Each year we create this contest from the 12 monthly POTM winners to determine which wonderful photo will be the membership's favorite of all. We have some outstanding entries. Good luck to all!  As in the monthly contests, voting ends in 7 days and you may vote for up to 3 of your favorites from the following:

January "Captain" by @smoke665






February "Mosquito #2" by @Johann Schutte





March "Teen girl portrait, abandoned city" by @Pomo





April "I got tired of waiting for the dandelions to fluff" by @SquarePeg





May "Photo #10 in Cygnets (Baby Swans)" by @gnagel





June- Member has withdrawn all photos

July "#4 in NEOWISE comet photo" by @SquarePeg





August "Su Corazon" by @Tuna





September "Did a little shooting this weekend" by @SoulfulRecover





October "Boats in the Mist" by @thereyougo!

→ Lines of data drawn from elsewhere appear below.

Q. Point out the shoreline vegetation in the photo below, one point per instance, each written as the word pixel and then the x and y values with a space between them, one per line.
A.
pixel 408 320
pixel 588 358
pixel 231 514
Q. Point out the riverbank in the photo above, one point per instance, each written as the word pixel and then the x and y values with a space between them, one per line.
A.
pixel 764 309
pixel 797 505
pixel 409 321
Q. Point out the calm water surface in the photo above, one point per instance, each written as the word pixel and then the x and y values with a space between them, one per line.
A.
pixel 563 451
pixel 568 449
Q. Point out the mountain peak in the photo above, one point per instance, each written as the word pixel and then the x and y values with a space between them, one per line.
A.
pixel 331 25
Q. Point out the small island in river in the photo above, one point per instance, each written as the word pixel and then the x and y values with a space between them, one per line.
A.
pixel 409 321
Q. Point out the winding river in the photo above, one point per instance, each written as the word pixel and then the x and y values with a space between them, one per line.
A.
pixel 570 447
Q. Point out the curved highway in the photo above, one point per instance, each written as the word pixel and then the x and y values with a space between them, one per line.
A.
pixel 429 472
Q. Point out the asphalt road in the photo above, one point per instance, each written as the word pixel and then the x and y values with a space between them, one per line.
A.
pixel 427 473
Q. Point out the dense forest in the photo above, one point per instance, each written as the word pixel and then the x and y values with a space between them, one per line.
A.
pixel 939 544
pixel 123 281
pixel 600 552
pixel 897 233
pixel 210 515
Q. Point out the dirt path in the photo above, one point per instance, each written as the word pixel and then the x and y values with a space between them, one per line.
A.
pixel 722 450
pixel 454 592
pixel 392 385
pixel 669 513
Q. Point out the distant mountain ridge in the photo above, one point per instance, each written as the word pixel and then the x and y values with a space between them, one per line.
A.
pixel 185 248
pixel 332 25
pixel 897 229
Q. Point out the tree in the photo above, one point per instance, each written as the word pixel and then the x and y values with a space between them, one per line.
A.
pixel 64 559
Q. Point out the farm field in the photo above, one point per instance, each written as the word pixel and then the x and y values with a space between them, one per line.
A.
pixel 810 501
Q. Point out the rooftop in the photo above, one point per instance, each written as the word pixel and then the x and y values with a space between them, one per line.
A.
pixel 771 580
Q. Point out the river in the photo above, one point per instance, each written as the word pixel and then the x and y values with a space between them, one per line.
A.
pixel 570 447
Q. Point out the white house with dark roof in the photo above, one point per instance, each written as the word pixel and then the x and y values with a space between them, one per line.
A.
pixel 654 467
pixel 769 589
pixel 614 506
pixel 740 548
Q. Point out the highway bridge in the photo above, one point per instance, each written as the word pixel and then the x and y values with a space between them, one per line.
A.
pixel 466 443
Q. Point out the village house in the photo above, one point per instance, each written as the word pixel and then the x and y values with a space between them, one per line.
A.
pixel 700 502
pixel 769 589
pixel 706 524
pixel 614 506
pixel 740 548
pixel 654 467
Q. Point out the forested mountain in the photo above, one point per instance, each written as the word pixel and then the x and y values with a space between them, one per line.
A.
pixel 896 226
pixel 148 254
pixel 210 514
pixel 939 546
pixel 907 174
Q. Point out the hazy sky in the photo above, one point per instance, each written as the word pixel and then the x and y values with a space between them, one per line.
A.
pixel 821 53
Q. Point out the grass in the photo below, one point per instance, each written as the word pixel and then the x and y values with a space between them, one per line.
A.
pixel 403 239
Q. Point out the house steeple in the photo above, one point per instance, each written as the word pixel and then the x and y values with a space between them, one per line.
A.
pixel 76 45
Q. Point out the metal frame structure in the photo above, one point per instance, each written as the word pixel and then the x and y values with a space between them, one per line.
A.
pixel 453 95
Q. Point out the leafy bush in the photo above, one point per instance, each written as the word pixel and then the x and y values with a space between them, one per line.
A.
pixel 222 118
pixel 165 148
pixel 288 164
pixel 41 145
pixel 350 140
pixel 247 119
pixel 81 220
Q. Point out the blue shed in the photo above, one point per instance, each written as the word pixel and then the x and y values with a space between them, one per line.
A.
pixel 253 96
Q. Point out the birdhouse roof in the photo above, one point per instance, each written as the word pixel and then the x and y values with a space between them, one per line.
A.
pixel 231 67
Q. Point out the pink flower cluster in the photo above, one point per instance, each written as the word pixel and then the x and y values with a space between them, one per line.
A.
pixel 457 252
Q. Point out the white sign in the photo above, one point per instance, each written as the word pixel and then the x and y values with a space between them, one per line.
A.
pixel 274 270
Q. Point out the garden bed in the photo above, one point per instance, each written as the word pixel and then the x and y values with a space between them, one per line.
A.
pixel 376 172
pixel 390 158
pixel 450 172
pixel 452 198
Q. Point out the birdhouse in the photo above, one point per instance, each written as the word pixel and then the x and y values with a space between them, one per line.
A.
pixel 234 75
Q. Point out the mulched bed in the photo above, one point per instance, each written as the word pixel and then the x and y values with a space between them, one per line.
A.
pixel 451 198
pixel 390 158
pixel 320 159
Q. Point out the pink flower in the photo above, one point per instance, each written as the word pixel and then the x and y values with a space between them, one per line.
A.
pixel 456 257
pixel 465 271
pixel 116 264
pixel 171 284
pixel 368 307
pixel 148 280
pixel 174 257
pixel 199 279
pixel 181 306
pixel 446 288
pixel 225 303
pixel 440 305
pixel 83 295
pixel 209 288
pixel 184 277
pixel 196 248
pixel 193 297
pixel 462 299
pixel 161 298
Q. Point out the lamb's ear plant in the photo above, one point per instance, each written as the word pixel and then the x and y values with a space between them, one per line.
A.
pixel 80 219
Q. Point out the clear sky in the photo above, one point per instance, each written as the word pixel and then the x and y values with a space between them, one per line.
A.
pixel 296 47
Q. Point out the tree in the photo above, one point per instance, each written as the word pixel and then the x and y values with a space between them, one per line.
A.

November "Busy times out on Lake Ontario just as the sun appears above the horizon" by @Philmar





December "Mirror Lake" by @Evertking


----------



## Space Face (Jan 8, 2021)

Pfffffffftttttt.  That's difficult.


----------



## Dean_Gretsch (Jan 9, 2021)

Bump


----------



## Dean_Gretsch (Jan 10, 2021)

Bump


----------



## Dean_Gretsch (Jan 11, 2021)

Monday morning bump


----------



## Original katomi (Jan 11, 2021)

Vote cast good luck everyone


----------



## Jeff15 (Jan 11, 2021)

Difficult choice...


----------



## Photo Lady (Jan 11, 2021)

+wow so wonderful to see so many beauties!


----------



## fishing4sanity (Jan 12, 2021)

Great photos! I've got it narrowed down to 11, now to pick just one.


----------



## NancyMoranG (Jan 14, 2021)

Voted, congrats to all!


----------



## terri (Jan 14, 2021)

Wow - that was tough!   Some real favorites in there, but can't vote for 'em all!   

Great work this year from these winners, that's for sure.


----------



## Dean_Gretsch (Jan 15, 2021)

Last day to help choose the winner!


----------



## Felixkoch2312 (Feb 28, 2021)

It is really good. Nice work guys keep it up


----------